I left a few message for the radiologist about scheduling an appointment for SIRT.  I don't even know if it's still on the table at this point.  My dad has an appointment at Dana Farber today to discuss his options.  I can't be there, nor am I really up for it anyway.  It just blows my mind that you can be doing so good one day and the next it's like everything is going wrong and is out of control.  His surgery back in March of last year was so successful.  It was a miracle at that point and we truly believed that he was on his way into remission.  I feel so cheated.  There's really no other way of putting it.  I'm praying like crazy and looking for all options.  I even reached out to NIH about the clinical trial of TIL.  Just feel sad, lost, alone and scared, but trying to push through and know that there are a lot of ups and downs.

So here is the great news about the cost!

"No need to worry about any co-pays @ this time…  we’ll accept whatever insurance pays…

In exchange for the physicians’s feedback – we are waiving any insurance deductibles or con-insurances at this time."
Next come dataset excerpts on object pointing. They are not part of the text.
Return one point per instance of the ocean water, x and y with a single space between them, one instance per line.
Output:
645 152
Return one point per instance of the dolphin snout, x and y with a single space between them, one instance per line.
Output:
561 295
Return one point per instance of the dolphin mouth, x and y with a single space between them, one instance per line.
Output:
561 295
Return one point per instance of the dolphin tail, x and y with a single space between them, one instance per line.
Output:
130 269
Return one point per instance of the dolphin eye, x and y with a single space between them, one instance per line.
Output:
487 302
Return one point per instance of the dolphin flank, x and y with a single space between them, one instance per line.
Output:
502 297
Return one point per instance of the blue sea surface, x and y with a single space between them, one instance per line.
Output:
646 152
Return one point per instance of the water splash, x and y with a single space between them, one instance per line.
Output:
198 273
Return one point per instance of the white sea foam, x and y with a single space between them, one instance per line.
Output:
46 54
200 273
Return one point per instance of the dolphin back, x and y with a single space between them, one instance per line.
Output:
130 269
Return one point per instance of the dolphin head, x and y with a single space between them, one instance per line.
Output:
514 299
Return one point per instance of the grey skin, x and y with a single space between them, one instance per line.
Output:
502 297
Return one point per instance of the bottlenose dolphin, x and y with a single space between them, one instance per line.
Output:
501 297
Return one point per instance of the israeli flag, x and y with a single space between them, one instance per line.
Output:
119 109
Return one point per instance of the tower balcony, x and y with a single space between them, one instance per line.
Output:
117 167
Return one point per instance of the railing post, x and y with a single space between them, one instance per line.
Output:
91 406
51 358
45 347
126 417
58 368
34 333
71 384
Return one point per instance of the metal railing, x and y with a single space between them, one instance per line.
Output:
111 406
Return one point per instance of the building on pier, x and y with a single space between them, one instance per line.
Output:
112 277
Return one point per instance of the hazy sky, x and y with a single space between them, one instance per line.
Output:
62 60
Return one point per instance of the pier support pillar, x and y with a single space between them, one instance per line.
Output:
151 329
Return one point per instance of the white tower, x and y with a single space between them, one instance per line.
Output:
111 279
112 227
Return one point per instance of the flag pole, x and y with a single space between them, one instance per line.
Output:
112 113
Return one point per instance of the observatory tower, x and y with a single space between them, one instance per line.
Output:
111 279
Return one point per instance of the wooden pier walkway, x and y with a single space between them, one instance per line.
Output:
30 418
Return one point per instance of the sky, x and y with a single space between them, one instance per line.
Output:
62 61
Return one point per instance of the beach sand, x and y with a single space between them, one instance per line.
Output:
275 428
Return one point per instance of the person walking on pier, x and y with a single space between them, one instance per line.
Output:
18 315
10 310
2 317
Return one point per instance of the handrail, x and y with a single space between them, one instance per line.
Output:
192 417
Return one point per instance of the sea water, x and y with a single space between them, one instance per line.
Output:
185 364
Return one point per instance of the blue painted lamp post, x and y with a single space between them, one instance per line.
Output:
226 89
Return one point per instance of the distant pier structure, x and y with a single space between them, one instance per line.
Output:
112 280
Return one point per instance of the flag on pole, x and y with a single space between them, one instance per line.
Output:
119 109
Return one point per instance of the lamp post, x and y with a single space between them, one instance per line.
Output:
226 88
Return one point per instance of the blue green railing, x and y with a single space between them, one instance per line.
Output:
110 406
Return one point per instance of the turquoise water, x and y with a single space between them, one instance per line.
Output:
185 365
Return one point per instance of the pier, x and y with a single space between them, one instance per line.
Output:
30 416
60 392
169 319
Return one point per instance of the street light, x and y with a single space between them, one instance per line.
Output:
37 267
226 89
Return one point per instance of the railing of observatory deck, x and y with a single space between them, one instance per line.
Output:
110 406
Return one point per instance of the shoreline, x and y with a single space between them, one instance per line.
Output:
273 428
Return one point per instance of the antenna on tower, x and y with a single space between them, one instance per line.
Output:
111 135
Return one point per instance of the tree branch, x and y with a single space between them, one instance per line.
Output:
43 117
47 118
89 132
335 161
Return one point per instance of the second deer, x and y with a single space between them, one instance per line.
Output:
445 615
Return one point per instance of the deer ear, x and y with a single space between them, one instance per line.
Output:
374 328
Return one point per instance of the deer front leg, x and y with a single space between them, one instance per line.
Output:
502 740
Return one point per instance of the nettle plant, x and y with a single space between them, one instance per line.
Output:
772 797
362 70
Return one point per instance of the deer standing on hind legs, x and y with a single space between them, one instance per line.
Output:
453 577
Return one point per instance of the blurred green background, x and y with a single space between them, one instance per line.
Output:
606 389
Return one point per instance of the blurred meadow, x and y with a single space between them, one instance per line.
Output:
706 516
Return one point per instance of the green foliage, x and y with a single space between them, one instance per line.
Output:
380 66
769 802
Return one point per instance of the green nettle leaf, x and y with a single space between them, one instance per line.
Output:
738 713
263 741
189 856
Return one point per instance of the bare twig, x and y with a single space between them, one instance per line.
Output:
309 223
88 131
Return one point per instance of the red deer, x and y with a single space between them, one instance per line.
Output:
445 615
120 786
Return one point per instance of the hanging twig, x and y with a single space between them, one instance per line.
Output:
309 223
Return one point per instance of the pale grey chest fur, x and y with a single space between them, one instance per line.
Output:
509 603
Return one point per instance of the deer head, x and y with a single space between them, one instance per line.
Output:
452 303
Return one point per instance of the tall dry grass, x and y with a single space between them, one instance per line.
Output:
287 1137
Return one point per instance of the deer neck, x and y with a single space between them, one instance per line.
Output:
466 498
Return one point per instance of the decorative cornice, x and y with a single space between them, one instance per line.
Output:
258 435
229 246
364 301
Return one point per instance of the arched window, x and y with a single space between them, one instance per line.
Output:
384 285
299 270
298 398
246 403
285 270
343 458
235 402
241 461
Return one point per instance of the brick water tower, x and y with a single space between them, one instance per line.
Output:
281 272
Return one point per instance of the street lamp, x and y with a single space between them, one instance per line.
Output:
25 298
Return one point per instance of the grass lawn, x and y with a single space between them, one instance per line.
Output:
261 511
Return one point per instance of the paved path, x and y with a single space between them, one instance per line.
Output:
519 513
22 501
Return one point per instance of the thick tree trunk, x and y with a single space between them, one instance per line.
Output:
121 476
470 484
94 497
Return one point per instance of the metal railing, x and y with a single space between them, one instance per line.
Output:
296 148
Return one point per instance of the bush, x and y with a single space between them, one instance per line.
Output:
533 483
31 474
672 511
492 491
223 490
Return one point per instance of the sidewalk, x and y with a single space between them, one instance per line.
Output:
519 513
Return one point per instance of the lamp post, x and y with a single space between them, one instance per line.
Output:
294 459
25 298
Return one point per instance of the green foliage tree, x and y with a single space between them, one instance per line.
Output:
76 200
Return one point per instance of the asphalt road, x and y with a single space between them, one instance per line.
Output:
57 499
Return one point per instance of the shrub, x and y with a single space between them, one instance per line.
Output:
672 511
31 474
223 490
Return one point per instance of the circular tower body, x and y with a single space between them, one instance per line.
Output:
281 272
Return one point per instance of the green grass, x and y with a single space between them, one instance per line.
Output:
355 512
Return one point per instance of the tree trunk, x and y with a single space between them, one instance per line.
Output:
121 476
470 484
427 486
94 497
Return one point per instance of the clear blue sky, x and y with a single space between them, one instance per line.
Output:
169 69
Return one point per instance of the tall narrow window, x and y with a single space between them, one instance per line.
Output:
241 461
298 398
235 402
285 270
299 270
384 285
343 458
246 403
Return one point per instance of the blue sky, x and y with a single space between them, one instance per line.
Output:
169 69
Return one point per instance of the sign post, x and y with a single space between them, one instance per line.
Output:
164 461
I will fill you in on the details of the test results.  The kit was sent to my dad's oncologist for Monday arrival.  Hope to have the blood drawn on Thursday when he goes in for treatment.  This is very exciting!

Hi Caroline,

I'm positive that you will find another treatment that works well for your mom.  I know how disapointing it can be when you try something that doesn't work.  This happened to my dad when he did adjuvent gem after his surgery.  He went through all of those treatments just to find out his cancer returned aggressively to his liver.  He changed treatments to FOLFOX, had an allergic reaction to ox, then continued with just 5-FU.  To everyone's surprise, the 5-FU gave him a 44% overall reduction in his tumor burden.  You just never know.  I'm really excited to hear more about Dr. Zhu's new trial.  He is a wonderful Doctor and we are still highly considering going under his care.  He does not give up and thinks outside the box.  If you want to email me privately, my email address is Nikki4470@aol.com.  Stay positive and focused!  Sending prayers and good intentions your way.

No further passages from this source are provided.